Above the fireplace in Mr Nasrallah’s opulent villa, wedged between crucifixes and a statuette of the Virgin Mary sits a framed portrait of his unrelated namesake, Hizbullah chief Hassan Nasrallah. Around the home are several posters praising Hizbullah dead. “We receive calls from Hizbullah warning us that [Jabhat al-] Nusra are moving over there, or hiding over there,” says 65-year-old militiaman Antony, who has the weathered look and build of a drill sergeant, his index finger tracing the distant ridgeline. “Then we mobilise and engage them.”

The patrols consist of six or seven armed men in pickup trucks and scouts on off-road motorbikes. They range in age from late teens to retirees, and wear military fatigues, some bearing the insignia of the local municipality or a black patch that simply reads “police”. They even boast a few Russian-made anti-tank missiles that are a staple of Hizbullah’s vast arsenal.

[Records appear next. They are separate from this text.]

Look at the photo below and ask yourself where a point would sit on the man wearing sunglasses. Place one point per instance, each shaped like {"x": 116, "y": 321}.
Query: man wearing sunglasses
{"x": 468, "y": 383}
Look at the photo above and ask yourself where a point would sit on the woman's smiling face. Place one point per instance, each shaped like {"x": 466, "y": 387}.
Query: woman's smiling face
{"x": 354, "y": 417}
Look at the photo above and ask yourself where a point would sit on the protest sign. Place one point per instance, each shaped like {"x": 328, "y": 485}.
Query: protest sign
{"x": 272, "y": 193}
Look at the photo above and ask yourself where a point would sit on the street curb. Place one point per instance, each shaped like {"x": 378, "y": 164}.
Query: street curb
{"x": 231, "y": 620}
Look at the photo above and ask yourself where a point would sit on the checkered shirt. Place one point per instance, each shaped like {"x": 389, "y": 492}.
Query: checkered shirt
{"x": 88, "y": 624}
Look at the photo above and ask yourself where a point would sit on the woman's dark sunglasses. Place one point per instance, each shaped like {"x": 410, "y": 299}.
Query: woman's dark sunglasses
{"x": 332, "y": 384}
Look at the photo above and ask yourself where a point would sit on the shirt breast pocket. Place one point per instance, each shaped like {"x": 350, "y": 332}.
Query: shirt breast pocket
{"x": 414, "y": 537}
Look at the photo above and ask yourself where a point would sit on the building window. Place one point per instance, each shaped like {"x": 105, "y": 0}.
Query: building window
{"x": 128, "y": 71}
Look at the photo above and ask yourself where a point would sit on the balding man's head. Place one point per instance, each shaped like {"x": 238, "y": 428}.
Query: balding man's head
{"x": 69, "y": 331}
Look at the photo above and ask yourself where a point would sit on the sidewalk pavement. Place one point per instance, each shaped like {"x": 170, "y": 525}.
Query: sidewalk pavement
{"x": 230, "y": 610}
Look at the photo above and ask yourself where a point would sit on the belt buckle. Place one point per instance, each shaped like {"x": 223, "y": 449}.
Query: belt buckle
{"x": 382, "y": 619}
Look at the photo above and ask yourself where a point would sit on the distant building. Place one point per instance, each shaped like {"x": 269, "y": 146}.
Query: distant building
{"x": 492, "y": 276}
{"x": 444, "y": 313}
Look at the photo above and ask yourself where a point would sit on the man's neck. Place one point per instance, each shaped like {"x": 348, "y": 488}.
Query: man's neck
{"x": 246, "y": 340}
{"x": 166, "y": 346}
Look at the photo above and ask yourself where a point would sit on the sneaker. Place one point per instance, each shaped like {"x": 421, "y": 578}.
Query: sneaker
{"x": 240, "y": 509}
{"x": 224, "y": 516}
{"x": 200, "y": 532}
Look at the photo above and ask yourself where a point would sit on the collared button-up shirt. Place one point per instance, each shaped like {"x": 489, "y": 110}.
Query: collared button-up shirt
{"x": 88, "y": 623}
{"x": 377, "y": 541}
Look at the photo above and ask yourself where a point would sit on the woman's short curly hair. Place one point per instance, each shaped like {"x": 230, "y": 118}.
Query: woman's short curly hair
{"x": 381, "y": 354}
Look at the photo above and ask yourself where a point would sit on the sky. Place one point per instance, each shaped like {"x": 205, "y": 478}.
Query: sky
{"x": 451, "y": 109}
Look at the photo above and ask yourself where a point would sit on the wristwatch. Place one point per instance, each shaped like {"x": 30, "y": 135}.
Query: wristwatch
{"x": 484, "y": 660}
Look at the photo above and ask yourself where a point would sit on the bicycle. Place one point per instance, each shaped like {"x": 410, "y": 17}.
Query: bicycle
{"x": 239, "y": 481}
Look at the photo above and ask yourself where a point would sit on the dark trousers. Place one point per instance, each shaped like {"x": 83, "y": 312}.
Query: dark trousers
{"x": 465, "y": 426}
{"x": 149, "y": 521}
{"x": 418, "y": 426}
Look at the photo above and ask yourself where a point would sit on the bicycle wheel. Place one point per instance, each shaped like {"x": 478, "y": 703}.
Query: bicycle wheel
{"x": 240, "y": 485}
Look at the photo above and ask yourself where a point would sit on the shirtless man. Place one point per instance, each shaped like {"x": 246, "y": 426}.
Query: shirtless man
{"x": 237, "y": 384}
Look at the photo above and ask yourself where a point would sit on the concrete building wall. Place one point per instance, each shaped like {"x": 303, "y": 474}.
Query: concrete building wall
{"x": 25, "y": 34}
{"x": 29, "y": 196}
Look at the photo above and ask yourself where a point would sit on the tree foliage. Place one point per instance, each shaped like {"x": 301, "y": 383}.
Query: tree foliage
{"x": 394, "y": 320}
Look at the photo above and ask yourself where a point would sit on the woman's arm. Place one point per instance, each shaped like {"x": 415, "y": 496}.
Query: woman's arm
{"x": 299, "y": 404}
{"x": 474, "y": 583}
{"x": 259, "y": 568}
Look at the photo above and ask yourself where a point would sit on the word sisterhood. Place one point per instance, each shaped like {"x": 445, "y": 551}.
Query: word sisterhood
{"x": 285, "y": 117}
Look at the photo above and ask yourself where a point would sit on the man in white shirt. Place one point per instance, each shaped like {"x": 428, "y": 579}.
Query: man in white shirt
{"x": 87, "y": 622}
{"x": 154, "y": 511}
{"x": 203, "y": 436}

The quiet rebranding of Saraya al-Muqawama outfits here seems meant to calm neighboring Sunni enclaves that remain sympathetic to the rebels. “[Hizbullah] is being clever,” Mr Nasrallah says. “They don’t want to enrage the Sunni towns such as Arsal even more.”

Arsal, five miles south of Ras Baalbek, is home to over 40,000 Syrian refugees—as well as teeming with several thousand idle rebels of all stripes including Jabhat al-Nusra. Syrian regime forces and Hizbullah are busy consolidating recent battlefield gains in the surrounding hills, but their focus could soon be closer to home. “We have no desire to fight our fellow Lebanese,” says Abu Omar, a weapons smuggler and town elder. “But Hizbullah and its agents are determined to provoke a final battle for Arsal, and we will fight to the end.”